[MPlayer-dev-eng] [RFC] Color management filter

Yue Shi Lai ylai at users.sourceforge.net
Tue Aug 26 15:22:34 CEST 2008


Dear Reimar, dev-eng list,

This new patch addresses all issues have been raised (i.e. including 
interface to vo_gl).

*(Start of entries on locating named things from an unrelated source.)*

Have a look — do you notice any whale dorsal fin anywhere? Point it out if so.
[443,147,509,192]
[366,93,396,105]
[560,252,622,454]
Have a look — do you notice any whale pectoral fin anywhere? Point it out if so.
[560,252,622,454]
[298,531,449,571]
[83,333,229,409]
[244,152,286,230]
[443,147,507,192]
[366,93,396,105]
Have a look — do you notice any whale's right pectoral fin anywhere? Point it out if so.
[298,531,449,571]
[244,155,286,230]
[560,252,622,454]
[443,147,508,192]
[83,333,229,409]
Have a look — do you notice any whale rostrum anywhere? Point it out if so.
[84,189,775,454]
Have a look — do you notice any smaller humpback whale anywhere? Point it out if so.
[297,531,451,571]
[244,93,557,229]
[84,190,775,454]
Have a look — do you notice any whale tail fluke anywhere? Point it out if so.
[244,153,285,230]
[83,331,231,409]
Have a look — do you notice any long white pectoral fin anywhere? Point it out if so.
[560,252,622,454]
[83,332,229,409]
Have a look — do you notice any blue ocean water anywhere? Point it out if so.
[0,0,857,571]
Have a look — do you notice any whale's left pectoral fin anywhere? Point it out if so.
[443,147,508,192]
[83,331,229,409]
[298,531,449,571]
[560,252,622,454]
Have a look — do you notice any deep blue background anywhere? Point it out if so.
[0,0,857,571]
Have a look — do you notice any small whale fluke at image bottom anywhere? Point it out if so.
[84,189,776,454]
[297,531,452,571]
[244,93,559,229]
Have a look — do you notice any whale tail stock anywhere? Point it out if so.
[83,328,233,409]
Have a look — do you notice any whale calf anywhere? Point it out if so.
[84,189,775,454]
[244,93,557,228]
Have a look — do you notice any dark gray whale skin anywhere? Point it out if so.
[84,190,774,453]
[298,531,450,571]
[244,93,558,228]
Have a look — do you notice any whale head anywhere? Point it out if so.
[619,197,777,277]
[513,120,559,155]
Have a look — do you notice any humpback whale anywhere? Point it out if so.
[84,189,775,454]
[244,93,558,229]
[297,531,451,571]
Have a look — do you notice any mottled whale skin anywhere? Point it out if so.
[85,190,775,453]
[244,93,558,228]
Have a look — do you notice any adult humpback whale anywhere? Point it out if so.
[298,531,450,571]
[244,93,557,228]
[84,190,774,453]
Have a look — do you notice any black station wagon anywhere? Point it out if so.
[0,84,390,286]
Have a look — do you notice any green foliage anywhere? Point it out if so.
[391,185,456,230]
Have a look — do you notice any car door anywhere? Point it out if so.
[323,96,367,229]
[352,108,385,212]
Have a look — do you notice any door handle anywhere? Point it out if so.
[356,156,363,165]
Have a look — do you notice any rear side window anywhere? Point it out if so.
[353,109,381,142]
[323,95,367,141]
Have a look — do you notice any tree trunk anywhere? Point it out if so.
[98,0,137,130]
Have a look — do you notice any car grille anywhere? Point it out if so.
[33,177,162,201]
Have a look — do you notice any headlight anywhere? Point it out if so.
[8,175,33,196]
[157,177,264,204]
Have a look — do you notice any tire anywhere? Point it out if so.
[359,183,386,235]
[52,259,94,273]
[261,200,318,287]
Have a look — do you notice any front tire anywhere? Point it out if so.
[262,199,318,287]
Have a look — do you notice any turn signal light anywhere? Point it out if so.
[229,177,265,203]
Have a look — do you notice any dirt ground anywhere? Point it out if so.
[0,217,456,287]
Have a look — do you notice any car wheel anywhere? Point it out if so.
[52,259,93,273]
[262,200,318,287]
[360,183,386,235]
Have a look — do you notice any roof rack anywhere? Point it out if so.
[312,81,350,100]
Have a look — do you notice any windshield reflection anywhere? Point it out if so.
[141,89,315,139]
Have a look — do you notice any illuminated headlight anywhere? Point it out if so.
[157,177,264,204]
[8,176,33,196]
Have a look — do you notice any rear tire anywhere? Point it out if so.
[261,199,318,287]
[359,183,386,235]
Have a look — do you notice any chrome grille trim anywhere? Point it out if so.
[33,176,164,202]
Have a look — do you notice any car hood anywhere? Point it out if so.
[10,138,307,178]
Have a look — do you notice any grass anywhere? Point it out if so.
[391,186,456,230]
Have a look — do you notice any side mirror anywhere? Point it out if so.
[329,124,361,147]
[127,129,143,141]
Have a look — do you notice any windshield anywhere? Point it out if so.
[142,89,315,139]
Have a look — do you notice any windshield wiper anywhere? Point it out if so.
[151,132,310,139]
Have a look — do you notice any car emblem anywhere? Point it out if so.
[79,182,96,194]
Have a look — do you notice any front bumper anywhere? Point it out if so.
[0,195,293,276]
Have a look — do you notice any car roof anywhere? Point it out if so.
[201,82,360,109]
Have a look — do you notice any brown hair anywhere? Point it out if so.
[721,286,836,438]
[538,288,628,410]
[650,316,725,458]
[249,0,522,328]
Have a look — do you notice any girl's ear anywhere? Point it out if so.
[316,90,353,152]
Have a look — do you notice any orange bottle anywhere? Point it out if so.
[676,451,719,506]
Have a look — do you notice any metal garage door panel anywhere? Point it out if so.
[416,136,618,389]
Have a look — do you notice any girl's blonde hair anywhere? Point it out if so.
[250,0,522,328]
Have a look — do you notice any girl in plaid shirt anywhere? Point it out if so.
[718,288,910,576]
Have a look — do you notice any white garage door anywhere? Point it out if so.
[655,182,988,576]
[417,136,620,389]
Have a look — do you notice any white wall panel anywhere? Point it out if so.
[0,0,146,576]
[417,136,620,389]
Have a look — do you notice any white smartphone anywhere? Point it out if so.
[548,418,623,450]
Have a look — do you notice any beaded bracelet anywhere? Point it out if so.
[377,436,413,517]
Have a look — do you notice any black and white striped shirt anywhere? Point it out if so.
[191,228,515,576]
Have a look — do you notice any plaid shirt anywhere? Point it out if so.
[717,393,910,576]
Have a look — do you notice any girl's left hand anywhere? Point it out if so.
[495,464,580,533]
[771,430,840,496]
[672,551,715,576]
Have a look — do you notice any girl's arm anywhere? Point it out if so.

There is still few comment gaps and comments in 
need of update (especially where the modifications have been applied), 
which I will fill up, but I would appreciate any other issues you might 
find.

I also made the following additional changes:

- Remove the left over wording "experimental" (in fact, I have been 
using this implementation for ~ 1 year now on daily basis)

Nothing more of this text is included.